Alla ricerca del gruppo perduto. Quello rosso-bruno a cui pensano i 5S con i tedeschi di Bsw, oppure un nuovo contenitore dell’estrema destra? La fluidità delle squadre all’Eurocamera porta a nuove variazioni di peso delle formazioni parlamentari, con tanto di evocazione periodica di questa Araba fenice dell’Eurocamera. Giovedì i conservatori di Meloni (Ecr) hanno annunciato il sorpasso, diventando terzo raggruppamento dietro Ppe e socialisti, a scapito dei liberali di Renew.

Già per questo in affanno, il gruppo macroniano ha dovuto subire la defezione della componente ceca: sette eurodeputati del partito Ano, guidato dall’ex premier Andrej Babis. Il distacco, avvenuto in nome «della sovranità ceca, contro l’immigrazione clandestina e il Green Deal», non porterà comunque la delegazione verso Ecr, che accoglie tre esponenti del partito dell’attuale primo ministro Peter Fiala, avversario di Babis a Praga. Piuttosto, ipotizza il leader di Ano, si potrebbe guardare a «un nuovo gruppo che forse emergerà».

Sul fronte opposto, un caso è quello dei Socialisti e democratici (S&D), il Pd è la prima delegazione del raggruppamento a cui spetta di diritto la guida, ma che cede lo scettro agli spagnoli del Psoe, con la riconferma come capogruppo dell’uscente Iratxe Garcia Perez. Per risolvere la controversia è dovuta salire a Bruxelles la segretaria dem Elly Schlein.

Il Pd avrebbe ricevuto garanzia sulla presidenza di due commissioni parlamentari. Inoltre – come confermano fonti dell’Eurocamera – sarebbe in corso una trattativa, da chiudersi entro lunedì, per una staffetta che assicura metà mandato di capogruppo alla delegazione spagnola, l’altra metà a quella italiana. A proposito di dispute interne, la settimana politica europea che si chiude oggi aveva visto anche l’inedito conflitto tra FdI e il premier ungherese Viktor Orbán. A lui il presidente di Ecr Nicola Procaccini aveva chiesto un impegno chiaro in favore dell’Ucraina, nel caso in cui avesse voluto unirsi ai conservatori e dopo che gli esponenti del partito Fidesz avevano dato l’aut-aut sull’adesione al gruppo di Meloni del partito romeno ultranazionalista e anti-ungherse (che appunto è entrato in Ecr).

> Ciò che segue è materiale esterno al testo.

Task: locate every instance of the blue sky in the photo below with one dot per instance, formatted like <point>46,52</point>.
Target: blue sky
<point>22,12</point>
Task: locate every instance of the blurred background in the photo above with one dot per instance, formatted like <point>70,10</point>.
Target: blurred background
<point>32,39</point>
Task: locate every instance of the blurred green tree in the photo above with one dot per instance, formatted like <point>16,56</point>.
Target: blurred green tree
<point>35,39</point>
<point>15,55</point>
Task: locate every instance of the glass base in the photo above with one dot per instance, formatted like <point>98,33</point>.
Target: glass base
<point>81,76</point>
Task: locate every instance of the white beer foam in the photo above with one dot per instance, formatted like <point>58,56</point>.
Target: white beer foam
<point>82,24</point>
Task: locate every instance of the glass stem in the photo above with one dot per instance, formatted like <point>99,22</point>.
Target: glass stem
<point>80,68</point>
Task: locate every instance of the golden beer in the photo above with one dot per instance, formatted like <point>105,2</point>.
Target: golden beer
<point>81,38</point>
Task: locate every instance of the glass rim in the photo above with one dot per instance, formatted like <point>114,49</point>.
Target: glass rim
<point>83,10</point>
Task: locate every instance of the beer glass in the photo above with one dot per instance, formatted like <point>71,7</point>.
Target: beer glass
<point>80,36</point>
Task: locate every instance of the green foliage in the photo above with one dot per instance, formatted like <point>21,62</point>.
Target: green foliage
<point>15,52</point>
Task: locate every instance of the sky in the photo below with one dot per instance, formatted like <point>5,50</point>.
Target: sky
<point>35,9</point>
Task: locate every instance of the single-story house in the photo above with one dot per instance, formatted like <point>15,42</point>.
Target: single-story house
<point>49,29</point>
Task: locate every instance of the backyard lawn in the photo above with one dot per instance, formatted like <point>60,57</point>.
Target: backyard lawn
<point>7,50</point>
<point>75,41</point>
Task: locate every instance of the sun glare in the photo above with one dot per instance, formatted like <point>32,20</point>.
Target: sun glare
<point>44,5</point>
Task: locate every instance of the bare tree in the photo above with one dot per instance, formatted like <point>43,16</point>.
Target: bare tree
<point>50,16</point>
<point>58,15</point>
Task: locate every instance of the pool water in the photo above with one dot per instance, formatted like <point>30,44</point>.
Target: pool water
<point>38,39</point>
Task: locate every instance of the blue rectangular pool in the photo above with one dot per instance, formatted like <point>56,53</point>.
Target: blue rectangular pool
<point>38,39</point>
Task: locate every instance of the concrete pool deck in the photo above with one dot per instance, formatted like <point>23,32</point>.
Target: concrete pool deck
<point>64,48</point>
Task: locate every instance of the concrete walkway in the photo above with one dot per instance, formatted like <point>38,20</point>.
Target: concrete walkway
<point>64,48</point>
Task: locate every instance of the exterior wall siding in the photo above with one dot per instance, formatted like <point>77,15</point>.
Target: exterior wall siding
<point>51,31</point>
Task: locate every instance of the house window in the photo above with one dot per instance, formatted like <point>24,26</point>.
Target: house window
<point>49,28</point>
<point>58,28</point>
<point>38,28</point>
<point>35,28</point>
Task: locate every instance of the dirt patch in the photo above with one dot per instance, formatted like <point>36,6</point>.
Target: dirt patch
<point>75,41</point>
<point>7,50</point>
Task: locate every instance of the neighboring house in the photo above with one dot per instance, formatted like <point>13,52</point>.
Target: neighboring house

Il premier magiaro ha iniziato ieri da Berlino, dove ha incontrato il cancelliere Scholz, un tour delle capitali europee in vista delle nomine di vertice nel prossimo Consiglio Ue del 27 e 28 giugno. Mercoledì a Parigi vedrà Macron, ma prima sarà a Roma lunedì per un colloquio con la presidente del Consiglio Giorgia Meloni. Al netto dei paletti su Kiev imposti da Ecr, nell’incontro si affronterà presumibilmente anche il nodo del coordinamento tra le forze di destra in Europa.

A dividerle resta è l’allineamento internazionale. Nel corso dell’intervista settimanale alla radio di Stato, il leader di Fidesz è tornato a sferzare l’Ue, retta da una «coalizione a favore della guerra, della migrazione, nemica dell’economia», con al centro le tre grandi famiglie politiche (Ppe-socialisti-liberali) che sostengono l’ipotesi von der Leyen bis. Ed è ancora una volta dalla capitale europea che arriva un dispiacere per Budapest: dopo mesi di rinvii e ostruzionismo (di Orbán), martedì prossimo si apriranno i negoziati di adesione nell’Ue per Ucraina e Moldavia.

«L’Ucraina ritorna nell’Europa, alla quale appartiene da secoli, come membro a pieno titolo», ha commentato sul social Zelensky. Rischia di essere l’ultimo atto della presidenza di turno belga dell’Unione. Da luglio al timone ci sarà proprio il premier ungherese. Visto il motto trumpiano scelto per il semestre («Make Europe great again»), difficilmente Budapest farà felice Kiev.